Rien ne semble vouloir ralentir, en Europe, l’essor des autobus électriques à batteries, donnant ainsi raison aux constructeurs, persuadés de longue date que l’avenir est à l’électromobilité. Quant au « made in France », dans l’Hexagone il fait toujours recette.
Si les ventes de voitures électriques semblent marquer le pas, il n’en va nullement ainsi sur le marché des autobus. Bien au contraire, les immatriculations enregistrées dans l’Union Européenne pour les véhicules 100 % électriques à batteries ou IMC (In Motion Charging, rechargement en mouvement) ont bondi de 45 % sur le premier semestre de cette année, comparé à la même période de 2023 ! En parallèle, l’augmentation des ventes d’autobus, toutes filières énergétiques confondues, aura été, sur cette même période, d’environ 28 %. Quant à la part de marché représentée par l’électromobilité, elle s’est accrue de 13,7 à 15,5 %. Au sein du mix énergétique, les autres filières dites « propres » se développent donc également, tandis que les parcs actuels doivent toujours majoritairement compter, bien évidemment et pour encore assez longtemps, avec le sempiternel diesel…

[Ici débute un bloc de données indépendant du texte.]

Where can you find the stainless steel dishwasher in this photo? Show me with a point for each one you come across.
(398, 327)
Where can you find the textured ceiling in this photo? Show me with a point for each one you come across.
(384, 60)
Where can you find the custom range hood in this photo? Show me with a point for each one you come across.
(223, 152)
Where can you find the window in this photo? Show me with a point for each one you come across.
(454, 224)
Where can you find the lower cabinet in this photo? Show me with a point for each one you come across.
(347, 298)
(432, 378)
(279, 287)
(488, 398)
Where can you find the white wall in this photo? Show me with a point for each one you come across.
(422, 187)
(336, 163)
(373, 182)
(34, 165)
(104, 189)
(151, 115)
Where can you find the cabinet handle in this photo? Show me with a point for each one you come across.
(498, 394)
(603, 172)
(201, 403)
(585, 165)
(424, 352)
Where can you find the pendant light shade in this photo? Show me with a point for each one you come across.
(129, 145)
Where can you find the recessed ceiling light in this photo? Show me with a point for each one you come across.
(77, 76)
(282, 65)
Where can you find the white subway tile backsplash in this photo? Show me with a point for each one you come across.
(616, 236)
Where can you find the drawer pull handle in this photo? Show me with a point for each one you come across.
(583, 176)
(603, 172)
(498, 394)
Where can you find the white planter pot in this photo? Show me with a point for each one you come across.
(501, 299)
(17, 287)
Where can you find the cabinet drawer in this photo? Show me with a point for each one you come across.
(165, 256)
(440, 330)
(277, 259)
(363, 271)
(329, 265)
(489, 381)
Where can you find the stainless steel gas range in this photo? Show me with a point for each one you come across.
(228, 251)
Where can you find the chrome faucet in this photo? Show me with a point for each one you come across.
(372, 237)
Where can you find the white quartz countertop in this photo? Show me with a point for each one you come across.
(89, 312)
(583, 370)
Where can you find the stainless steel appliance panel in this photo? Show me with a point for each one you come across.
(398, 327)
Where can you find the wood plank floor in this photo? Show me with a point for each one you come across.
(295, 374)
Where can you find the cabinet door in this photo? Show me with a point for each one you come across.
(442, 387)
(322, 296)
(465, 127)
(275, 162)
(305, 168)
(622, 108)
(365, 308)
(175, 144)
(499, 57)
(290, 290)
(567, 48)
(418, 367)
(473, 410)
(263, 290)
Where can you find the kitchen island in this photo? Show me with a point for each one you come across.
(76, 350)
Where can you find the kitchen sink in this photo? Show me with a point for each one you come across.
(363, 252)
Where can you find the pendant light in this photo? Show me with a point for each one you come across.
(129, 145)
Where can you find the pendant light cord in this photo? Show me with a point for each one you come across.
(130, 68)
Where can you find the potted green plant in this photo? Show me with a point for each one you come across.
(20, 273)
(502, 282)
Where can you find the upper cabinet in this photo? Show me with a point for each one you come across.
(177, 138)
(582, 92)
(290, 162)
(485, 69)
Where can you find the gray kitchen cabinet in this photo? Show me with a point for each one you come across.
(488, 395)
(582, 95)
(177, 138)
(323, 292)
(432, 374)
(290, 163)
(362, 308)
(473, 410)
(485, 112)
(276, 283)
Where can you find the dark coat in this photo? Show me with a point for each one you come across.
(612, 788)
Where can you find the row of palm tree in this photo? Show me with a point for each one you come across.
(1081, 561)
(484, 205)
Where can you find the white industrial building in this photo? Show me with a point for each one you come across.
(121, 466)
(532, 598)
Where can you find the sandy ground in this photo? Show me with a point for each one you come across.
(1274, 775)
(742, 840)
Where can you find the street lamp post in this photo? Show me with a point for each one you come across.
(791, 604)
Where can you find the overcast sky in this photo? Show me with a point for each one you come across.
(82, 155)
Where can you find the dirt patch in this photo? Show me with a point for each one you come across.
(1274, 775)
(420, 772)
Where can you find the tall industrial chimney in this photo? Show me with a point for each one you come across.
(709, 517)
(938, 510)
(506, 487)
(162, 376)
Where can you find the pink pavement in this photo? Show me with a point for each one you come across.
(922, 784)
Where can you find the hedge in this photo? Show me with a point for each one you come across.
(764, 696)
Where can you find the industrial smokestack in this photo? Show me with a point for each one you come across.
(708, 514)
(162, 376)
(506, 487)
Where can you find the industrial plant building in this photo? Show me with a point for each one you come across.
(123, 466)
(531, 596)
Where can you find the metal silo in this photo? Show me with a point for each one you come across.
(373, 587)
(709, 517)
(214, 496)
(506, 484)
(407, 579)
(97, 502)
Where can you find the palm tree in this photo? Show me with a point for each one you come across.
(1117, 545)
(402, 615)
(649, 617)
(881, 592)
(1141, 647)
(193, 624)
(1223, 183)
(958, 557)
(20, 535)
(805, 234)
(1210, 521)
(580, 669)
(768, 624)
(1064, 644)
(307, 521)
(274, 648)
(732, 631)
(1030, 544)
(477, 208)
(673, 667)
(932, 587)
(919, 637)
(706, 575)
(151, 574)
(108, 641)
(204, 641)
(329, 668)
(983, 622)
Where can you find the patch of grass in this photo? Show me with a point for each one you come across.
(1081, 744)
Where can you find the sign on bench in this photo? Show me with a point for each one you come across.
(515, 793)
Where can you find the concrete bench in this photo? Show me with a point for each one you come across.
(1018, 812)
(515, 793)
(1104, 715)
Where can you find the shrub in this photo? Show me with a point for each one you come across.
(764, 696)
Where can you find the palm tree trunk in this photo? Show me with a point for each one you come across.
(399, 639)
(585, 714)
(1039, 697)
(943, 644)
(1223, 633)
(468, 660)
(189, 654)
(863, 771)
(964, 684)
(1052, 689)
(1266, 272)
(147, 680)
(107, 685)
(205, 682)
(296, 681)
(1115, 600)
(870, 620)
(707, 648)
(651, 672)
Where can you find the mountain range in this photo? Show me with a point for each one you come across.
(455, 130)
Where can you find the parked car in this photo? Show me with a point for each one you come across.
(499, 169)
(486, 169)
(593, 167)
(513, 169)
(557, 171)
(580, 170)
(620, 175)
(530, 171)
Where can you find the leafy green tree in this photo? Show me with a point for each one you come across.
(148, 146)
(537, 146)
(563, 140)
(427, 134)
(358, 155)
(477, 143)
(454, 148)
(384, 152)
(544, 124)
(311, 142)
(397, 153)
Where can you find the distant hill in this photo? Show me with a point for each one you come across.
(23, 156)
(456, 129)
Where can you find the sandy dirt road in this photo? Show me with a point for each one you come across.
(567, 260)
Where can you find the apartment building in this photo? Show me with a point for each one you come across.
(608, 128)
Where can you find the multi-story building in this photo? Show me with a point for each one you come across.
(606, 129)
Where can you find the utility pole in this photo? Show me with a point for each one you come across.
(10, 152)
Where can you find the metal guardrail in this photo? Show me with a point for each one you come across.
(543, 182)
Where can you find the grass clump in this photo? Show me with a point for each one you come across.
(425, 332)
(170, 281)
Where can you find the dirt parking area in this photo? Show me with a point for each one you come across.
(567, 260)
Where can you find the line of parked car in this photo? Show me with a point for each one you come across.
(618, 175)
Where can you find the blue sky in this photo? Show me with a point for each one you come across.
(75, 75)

Si l’on considère maintenant l’intégralité de l’année 2023, on retrouve, une fois encore, la même prééminence du bus électrique à batteries. Selon les statistiques du consultant néerlandais Chatrou CME Solutions, il aura représenté 40,8 % des nouvelles immatriculations. Derrière lui, on trouve l’hybride, avec 19,5 %, puis le gaz, avec 11,2 %, et enfin l’hydrogène, avec un tout petit 1,4 %. La pile à combustible reste donc tout à fait marginale dans les décisions d’achat… En faisant le bilan de ces dix dernières années, on recense très exactement 19009 bus électriques à batteries qui sont ainsi arrivés sur les réseaux européens, la France occupant déjà le troisième rang, avec 10,4 %, derrière la Grande-Bretagne et l’Allemagne.
La France en tête
Dans cette course effrénée vers l’électromobilité, il est intéressant de souligner qu’actuellement c’est même la France qui domine nettement désormais la tendance. Si l’on considère la famille des articulés, des standards et des midis, en excluant les minis et les véhicules inférieurs à 8 t, ce sont près de 400 autobus 100 % électriques à batteries qui ont été mis en circulation dans l’Hexagone au cours des six premiers mois de cette année. Environ 80 % de ces autobus ont été fournis par seulement trois grands constructeurs qui, tous, produisent (ou commencent désormais à produire) leurs véhicules sur le territoire français. Les deux grands leaders de l’électromobilité qui se partagent aujourd’hui l’essentiel du marché sont, sans surprise aucune, Iveco Bus (avec 198 véhicules durant le premier semestre) et Bluebus du groupe Bolloré (avec 107 véhicules). En troisième position dans le trio de tête, arrive Mercedes (avec 27 véhicules). Au prix d’investissements très importants, le constructeur allemand a tout récemment réaménagé son très beau site industriel de Ligny-en-Barrois, dans le département de la Meuse, afin d’y produire l’autobus électrique eCitaro. Juste derrière Mercedes, dans ce classement réalisé sur les six premiers mois de l’année, on trouve l’espagnol Irizar (avec 26 véhicules), qui tire lui-aussi son épingle du jeu, profitant de l’expérience dont il dispose depuis plusieurs années.


Clairement, le marché français de l’électromobilité dans les transports urbains reste donc très largement dominé par les constructeurs européens, au premier rang desquels Iveco Bus, qui fabrique traditionnellement ses autobus électriques à Rorthais, dans les Deux-Sèvres (et qui devrait aussi le faire, prochainement, dans son usine d’Annonay, en Ardèche), ainsi que Bluebus, dont le site de production se situe à Ergué-Gabéric, dans le Finistère. Fabriquer ses autobus localement est assurément un critère auquel nombre d’élus peuvent être sensibles. La décision, naguère, du chinois BYD, comme celle, plus récemment, du néerlandais Ebusco, de vouloir acquérir des emprises sur le territoire national pour y assembler leurs propres véhicules, participent à l’évidence de la constatation.
Mais, au travers de ce hit-parade des ténors de l’électromobilité, il faut surtout voir, pour les véhicules manufacturés en France, une reconnaissance objective de leur niveau de qualité.